カイレスはフェルネスを伴い、国王に目通りを願い出た。


「私は、自らの妃としたい方を見つけました。陛下のご許可と、先方への仲介をお願いしたく存じます」


国王は目を丸くする。

フェルネスは、その表情を静かに見守っていた。


「ほう……相手は誰だ? まあ、おおよその見当はついておるが」


「はい。グランディル帝国皇女、クラリス様にございます。どうか、私の妃としてお迎えしたく」


国王は一瞬、安堵したように息をつき、すぐに表情を引き締めた。


「よかろう。すぐに使者を立てる。クラリス皇女であれば申し分ない。年齢も魔力も釣り合っておる。よい縁だ」


「ですが……皇帝陛下が応じてくださるかどうか」


フェルネスが、わずかに眉を寄せる。


「それはやってみなければ分からぬ。断られても何度でも使者を送る。粘るのじゃ。カイレス、そなたの真剣な気持ちを文にしたためるがよい。皇帝の心に届くように」


「ありがとうございます、父上。よろしくお願いいたします」


カイレスが深く頭を下げる。

フェルネスも同時に頭を下げた。


「では、準備に入る。そなたたちは下がって沙汰を待て。
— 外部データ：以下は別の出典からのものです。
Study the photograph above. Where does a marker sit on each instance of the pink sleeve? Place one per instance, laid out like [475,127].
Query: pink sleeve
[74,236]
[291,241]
カイレス、文が書けたらすぐに持ってきなさい」


二人が退出した後――


国王は、満面の笑みを浮かべていた。


傍らの侍従もまた、その喜びを隠しきれない。


「文ができ次第、グランディル帝国へ使者を出せ」


国王が命じる。


「あの子が帰ってくる……これほど嬉しいことがあるだろうか」


その目には、うっすらと涙が浮かんでいた。


(たとえ断られようとも、諦めぬ)


(この頭でよければ、何度でも下げてやる)


国王は心に誓う。


――そして、一週間も経たぬうちに。


返ってきたのは「承諾」の返事だった。


あまりにあっさりとした結果に、国王は思わず拍子抜けする。


「あやつ……何か裏で手を回しておったのか?」


ふと、フェルネスの顔が脳裏に浮かぶ。


「……まあよい」


こうして――

アストリア王国王太子と、グランディル帝国皇女の婚約は成立した。

こういう話は書いていて楽しいです

前の話が少々暗かったので余計に…


「皇女の帰還」のタイトルは帝国に皇女として行くのと、また母国に帰る両方の意味をもって付けました。